If our children are used to getting milk fresh from the farm, on the other hand, they will grow up to have confidence in sourcing their food locally.
We know the names of the cows that give us our milk. My older daughter claims to have a preference for a certain cow's milk, in fact. Whether this milk really is creamier and tastier or if it is just in her head, I'm not sure. But it is a good example of knowing your source.
Tending to a garden is also an excellent way to raise children to know where their food comes from. They learn so much about the natural processes our Creator put in place for us to raise a seed from soil to table year after year. It's so much easier to grow up gardening with Mom than it is to learn everything from scratch as an adult.
Teach Them How Food Affects Health
Talking with our children about what our bodies need and what harms them is a good way to encourage good food habits and discourage bad ones. Thanks to an excellent science curriculum that explains the human body in ways I would never think of, even my four and six year olds have a basic understanding of how their bodies were designed to function and what they need for optimal performance.

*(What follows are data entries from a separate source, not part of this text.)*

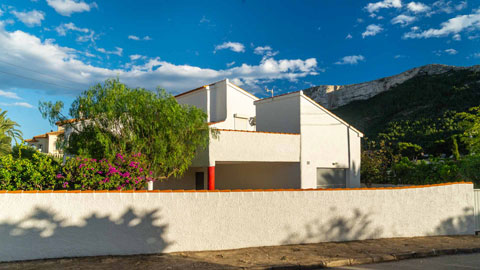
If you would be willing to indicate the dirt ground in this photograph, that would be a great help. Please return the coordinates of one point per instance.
(306, 256)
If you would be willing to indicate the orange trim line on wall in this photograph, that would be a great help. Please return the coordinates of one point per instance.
(226, 190)
(251, 131)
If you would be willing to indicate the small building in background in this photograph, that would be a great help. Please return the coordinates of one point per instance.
(286, 141)
(47, 143)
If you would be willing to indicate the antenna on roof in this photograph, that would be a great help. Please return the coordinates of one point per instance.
(269, 90)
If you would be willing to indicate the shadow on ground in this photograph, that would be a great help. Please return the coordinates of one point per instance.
(344, 227)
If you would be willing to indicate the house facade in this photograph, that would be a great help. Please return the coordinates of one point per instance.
(47, 143)
(286, 141)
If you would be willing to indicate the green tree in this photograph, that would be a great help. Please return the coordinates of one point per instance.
(8, 131)
(470, 122)
(117, 119)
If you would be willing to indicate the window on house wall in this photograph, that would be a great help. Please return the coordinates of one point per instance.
(241, 122)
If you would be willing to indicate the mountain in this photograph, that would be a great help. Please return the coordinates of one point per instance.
(333, 96)
(417, 106)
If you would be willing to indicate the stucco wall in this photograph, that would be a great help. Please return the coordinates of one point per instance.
(196, 98)
(327, 143)
(47, 225)
(258, 175)
(254, 146)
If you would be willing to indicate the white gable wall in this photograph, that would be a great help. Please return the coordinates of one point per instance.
(327, 142)
(279, 114)
(240, 108)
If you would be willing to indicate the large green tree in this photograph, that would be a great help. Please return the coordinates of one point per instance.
(116, 119)
(8, 131)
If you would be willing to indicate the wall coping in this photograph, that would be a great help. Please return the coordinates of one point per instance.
(226, 190)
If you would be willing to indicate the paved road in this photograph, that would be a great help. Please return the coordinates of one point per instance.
(465, 261)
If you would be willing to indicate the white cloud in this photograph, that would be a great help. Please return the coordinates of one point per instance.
(403, 20)
(133, 37)
(266, 51)
(451, 51)
(30, 18)
(67, 7)
(452, 26)
(461, 6)
(64, 27)
(417, 7)
(372, 30)
(7, 94)
(444, 6)
(17, 104)
(234, 46)
(63, 63)
(204, 19)
(374, 7)
(134, 57)
(118, 51)
(350, 60)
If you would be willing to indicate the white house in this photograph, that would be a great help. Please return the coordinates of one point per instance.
(47, 143)
(287, 141)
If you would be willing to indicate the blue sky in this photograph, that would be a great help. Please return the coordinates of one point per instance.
(54, 49)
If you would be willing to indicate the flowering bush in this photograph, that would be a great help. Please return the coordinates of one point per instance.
(123, 173)
(35, 173)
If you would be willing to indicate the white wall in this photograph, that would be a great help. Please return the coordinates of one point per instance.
(257, 175)
(327, 143)
(279, 114)
(48, 225)
(196, 98)
(241, 103)
(254, 146)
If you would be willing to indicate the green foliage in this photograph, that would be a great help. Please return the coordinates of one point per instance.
(118, 119)
(24, 151)
(8, 131)
(410, 150)
(376, 162)
(424, 172)
(470, 123)
(421, 111)
(123, 173)
(37, 173)
(470, 169)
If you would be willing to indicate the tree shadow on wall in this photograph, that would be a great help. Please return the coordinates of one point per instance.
(44, 233)
(461, 224)
(341, 227)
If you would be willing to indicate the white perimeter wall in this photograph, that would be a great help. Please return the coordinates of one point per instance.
(34, 226)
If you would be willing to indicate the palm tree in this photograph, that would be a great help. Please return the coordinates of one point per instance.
(8, 131)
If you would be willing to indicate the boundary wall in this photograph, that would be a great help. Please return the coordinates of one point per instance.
(46, 224)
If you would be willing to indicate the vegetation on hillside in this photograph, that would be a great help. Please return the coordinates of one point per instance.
(8, 132)
(423, 131)
(117, 119)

They can visualize the cell as a city with each part having a special job. They can imagine white blood cells acting as warriors that fight pathogens. So when I explain that sugar is food for the bad cells that enter our bodies and that it creates more of the bad guys for the white blood cells to fight, they understand how sugar impacts immunity. From this, they are motivated to limit sugar and eat more wholesome foods. (To some degree....my children still wouldn't turn down a candy bar!)
Older children can develop an excellent understanding of preventing and combating disease with food. If you're on a real food journey, you're probably immersed in information on health. Talk about it with your older children. It's easy to teach them about food and health in everyday conversation.
Somewhere along the way, we have to make the transition from being the sole providers of our children's nourishment and health to giving them responsibility for their own food choices. If they have the knowledge and skills to choose well and they understand how food affects them, both good and bad, they will be better equipped to make wise decisions for life.
How are you teaching your children about real food?